I am older every minute, more crotchety, more introverted, more jealous of my space and my time. Perhaps because I have not found them yet. When will it be, my time and place? How long, O Lord? Does it come this side of mortality? As the limit takes its contour, color and texture, like the distant mountain approaching over a once endless plain, I scan the horizon for a verdant glen that might belong to me, where I could, as they say, really stretch out. Perhaps it never appears. There are only these compromised places, these opportunities that are already polluted, and must be saved. How long must I wait? No waiting at all, this is the occasion right now, this ridiculous apartment where if I stretch my limbs I strike somebody’s face. My full extent, my personal space, are not to be found on this crowded island, but on the other side of the river. And I don’t mean Jersey.

The blessings are here in our jostled, preposterous enterprise: existence, as the philosophers say, rather than essence. I have been too long from this private dilemma of mine, this prayerful combat, this wrestling with words like Jacob with the messenger. But I am not solitary even here. The words come from somewhere: all night they ascend and descend, and when they touch bottom I must fight with them for blessing. No blessing without injury, no sacred time that is not out of joint. If you have a long reach, there are strangers, sojourners within its span.
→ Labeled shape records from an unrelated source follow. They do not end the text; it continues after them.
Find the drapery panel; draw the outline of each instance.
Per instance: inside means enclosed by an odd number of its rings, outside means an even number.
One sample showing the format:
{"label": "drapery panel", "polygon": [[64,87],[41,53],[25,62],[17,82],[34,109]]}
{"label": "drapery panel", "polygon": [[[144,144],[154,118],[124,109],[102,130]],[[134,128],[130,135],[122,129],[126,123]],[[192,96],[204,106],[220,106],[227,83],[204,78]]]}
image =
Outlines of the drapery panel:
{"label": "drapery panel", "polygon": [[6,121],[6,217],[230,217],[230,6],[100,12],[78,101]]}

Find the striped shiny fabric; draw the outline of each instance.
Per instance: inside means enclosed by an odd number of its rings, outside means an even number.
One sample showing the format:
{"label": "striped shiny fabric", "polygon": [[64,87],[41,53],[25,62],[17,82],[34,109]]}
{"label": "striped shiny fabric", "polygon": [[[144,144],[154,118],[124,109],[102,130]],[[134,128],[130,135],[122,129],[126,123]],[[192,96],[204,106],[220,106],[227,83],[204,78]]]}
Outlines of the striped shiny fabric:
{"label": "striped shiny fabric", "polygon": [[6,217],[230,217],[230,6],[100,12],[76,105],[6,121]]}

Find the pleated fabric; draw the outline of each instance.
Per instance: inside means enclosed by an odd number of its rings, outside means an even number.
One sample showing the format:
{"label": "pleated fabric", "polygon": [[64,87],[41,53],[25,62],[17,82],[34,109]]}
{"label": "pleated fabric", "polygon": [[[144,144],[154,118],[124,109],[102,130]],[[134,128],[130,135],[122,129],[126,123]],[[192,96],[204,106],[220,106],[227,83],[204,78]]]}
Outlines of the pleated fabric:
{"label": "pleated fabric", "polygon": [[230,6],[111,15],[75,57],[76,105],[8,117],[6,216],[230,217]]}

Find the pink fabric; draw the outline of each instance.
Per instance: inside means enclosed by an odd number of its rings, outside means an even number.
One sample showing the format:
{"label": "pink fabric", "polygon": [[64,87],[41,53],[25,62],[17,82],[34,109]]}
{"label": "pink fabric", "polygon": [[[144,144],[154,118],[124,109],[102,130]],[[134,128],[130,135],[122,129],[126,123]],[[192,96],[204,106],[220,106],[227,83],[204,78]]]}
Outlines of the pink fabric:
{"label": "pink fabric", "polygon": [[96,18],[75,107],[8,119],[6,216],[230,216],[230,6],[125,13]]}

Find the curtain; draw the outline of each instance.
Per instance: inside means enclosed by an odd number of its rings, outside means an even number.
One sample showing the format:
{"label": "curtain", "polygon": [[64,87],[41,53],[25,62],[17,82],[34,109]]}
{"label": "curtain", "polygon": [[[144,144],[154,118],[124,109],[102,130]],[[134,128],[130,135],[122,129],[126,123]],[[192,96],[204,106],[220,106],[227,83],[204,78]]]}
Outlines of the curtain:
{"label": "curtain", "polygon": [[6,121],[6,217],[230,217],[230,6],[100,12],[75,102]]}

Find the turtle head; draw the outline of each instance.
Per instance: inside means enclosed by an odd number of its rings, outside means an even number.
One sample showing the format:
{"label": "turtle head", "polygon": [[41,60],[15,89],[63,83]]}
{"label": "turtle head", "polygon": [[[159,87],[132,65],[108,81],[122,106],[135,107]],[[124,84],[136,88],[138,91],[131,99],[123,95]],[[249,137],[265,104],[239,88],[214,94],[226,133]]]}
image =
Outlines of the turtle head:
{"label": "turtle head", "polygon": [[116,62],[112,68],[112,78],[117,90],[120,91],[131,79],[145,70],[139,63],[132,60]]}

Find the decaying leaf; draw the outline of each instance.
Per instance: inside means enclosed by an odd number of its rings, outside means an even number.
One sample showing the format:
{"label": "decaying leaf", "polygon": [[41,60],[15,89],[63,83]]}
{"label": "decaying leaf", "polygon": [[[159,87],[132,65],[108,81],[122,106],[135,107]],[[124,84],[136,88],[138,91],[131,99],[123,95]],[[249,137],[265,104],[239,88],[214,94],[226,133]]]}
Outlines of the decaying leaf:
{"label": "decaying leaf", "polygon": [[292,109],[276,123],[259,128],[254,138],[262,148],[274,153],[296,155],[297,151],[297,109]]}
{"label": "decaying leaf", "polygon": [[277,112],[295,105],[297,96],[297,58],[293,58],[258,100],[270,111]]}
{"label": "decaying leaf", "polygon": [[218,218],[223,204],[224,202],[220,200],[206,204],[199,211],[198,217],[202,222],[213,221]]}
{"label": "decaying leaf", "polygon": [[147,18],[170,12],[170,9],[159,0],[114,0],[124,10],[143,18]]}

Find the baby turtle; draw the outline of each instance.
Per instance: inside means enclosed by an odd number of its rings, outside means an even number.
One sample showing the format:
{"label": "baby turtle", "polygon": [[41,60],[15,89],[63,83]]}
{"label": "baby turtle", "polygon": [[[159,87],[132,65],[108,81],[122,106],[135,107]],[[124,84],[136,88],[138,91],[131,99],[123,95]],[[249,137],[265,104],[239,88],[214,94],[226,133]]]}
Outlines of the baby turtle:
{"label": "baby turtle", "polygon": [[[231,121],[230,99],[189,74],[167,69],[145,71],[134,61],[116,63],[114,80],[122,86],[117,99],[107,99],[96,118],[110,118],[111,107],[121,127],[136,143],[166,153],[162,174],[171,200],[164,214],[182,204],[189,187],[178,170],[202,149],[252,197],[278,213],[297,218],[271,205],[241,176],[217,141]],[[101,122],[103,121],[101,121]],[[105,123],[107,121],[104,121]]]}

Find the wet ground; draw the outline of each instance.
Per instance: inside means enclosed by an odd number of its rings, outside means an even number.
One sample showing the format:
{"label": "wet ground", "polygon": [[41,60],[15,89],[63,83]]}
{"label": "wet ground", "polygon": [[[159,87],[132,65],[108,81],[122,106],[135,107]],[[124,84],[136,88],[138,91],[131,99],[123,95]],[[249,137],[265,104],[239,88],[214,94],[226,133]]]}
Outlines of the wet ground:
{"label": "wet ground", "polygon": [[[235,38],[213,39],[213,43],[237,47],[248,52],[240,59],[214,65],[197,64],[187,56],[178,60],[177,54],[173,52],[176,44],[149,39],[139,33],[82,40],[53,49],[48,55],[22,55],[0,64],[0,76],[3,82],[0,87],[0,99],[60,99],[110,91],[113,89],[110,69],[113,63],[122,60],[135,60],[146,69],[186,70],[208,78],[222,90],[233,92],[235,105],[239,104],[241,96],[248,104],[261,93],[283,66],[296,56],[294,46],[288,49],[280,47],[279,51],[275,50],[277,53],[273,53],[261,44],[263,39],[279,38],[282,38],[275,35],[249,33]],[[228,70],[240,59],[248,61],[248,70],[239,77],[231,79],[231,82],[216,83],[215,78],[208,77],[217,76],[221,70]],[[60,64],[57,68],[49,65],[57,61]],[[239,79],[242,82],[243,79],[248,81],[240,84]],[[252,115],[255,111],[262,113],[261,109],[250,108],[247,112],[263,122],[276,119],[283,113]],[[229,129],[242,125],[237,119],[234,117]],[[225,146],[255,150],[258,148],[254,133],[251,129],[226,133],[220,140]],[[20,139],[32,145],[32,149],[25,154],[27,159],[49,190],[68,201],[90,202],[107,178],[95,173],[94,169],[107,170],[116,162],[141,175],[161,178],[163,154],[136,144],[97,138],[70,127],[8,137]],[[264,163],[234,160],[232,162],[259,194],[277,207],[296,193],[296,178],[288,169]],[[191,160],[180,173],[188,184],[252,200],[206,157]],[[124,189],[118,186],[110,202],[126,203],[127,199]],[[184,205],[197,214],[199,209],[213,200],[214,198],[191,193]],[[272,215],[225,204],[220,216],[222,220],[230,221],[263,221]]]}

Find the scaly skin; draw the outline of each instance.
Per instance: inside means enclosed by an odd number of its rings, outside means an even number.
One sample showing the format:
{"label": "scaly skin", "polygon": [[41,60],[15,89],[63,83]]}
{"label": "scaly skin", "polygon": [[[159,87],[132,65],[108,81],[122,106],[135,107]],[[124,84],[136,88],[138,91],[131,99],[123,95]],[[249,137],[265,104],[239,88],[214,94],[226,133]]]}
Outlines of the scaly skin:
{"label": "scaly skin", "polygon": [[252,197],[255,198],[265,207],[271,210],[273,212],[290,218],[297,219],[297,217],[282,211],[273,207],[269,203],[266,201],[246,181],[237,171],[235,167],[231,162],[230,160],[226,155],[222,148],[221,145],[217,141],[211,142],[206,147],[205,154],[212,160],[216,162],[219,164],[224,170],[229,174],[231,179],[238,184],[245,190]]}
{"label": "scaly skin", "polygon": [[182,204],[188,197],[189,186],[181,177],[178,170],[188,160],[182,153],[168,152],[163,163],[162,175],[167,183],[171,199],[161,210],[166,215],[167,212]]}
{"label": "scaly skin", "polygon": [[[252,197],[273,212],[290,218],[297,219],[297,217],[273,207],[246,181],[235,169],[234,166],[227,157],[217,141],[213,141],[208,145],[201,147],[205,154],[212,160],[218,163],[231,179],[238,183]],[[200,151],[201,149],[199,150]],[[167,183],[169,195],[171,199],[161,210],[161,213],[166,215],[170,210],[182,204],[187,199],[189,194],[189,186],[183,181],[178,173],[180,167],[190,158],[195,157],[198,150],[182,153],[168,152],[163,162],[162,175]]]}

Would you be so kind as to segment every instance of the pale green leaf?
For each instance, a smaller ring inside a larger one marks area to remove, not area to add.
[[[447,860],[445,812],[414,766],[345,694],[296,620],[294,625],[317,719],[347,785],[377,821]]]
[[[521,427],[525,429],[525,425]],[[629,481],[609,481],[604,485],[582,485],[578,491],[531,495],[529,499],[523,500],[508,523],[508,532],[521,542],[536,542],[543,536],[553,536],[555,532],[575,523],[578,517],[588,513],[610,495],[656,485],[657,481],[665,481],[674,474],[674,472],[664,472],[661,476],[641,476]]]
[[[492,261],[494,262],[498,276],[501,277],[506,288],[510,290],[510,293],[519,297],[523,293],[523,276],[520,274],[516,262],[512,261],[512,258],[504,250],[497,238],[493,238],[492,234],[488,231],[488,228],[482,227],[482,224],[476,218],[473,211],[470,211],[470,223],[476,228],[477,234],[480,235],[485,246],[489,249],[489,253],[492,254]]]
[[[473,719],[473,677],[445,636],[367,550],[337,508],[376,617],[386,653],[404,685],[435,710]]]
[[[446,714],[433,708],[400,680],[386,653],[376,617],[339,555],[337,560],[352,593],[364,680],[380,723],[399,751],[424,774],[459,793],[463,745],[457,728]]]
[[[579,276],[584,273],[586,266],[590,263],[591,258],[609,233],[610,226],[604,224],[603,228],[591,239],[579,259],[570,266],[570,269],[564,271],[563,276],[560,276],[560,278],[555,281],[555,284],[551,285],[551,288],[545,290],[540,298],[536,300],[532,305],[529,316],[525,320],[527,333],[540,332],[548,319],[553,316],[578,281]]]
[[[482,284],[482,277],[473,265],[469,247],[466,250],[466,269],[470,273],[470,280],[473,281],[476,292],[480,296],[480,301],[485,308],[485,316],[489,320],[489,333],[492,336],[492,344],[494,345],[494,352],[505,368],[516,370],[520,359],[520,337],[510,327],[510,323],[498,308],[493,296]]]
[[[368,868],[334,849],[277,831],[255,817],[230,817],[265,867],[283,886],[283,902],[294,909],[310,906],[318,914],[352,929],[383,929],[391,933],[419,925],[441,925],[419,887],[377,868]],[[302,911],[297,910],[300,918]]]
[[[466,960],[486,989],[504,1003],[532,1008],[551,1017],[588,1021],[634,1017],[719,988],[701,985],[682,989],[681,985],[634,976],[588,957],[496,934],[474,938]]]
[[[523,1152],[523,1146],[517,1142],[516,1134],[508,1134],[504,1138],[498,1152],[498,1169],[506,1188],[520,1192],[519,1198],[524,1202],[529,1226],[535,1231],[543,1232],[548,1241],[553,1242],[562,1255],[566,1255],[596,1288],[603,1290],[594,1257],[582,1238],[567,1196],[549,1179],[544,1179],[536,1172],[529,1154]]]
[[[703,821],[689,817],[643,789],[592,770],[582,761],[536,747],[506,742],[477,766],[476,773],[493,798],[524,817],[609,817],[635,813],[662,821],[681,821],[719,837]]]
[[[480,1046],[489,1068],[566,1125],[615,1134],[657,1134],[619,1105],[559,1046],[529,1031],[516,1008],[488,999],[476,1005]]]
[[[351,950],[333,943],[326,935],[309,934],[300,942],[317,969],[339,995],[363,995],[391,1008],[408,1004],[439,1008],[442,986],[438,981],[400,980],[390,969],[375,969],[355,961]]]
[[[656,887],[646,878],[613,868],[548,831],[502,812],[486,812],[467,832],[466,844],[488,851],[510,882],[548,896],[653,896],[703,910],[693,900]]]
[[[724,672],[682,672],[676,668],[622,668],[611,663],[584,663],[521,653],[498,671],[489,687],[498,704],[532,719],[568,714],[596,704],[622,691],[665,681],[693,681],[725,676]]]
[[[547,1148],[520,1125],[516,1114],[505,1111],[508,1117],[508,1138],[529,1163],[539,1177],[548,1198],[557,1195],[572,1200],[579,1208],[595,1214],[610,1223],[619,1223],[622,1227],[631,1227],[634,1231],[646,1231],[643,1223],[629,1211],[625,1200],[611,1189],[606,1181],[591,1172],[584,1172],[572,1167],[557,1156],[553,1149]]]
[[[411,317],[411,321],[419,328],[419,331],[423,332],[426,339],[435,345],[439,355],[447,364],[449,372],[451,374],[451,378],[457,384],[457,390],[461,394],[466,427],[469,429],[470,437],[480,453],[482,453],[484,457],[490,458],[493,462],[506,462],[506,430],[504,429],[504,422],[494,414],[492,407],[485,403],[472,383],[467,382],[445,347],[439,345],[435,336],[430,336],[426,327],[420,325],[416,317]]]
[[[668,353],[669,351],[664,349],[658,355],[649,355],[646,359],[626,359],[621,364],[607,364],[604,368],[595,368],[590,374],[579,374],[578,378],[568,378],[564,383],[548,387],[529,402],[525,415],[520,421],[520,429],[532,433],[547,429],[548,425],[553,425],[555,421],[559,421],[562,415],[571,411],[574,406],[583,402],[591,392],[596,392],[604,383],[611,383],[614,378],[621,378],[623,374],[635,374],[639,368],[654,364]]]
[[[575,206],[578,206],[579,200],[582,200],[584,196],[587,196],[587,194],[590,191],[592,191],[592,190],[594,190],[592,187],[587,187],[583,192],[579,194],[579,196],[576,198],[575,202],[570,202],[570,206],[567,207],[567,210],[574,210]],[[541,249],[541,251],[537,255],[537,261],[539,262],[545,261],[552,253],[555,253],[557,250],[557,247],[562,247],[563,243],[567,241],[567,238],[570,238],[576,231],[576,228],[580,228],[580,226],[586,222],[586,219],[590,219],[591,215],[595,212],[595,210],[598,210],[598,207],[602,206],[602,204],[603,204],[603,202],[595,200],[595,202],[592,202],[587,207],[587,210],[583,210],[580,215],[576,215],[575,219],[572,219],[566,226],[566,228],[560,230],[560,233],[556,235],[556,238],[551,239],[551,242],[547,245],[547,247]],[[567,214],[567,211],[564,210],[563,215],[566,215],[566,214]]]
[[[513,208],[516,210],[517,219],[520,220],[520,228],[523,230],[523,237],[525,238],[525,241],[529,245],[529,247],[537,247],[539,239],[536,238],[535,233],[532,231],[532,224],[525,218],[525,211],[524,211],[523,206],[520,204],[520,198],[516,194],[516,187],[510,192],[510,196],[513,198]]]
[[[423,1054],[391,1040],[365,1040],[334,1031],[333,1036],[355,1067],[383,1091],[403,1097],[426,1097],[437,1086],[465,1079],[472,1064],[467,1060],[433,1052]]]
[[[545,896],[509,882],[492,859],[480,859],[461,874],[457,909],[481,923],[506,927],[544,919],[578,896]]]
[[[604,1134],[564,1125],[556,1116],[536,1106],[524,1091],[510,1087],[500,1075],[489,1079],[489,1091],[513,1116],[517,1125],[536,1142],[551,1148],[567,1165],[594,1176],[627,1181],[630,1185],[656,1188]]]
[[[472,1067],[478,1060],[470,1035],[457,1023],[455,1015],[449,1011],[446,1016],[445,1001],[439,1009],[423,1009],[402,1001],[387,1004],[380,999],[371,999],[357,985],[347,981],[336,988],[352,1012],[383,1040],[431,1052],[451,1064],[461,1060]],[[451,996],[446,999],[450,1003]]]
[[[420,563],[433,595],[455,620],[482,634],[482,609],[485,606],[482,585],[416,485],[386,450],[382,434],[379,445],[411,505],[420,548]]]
Their requirements are always a surprise.

On my own, I am not who I am. I am my daughters’ father, my wife’s husband, my dearest friend’s dear friend, my client’s counselor, any American’s fellow citizen. I am the one who loves as I can those who love me, and would love the rest if I knew how. I move among the poses and scripts of love; I learn more and better ones as I grow older. If I could not find these poses, remember the scripts, I would be lost. But in the leaps between them, I might recover my soul.

*Bennett Muraskin, Humanist Readings in Jewish Folklore (Farmington Hills, MI: Milan Press, 2001), p. 190.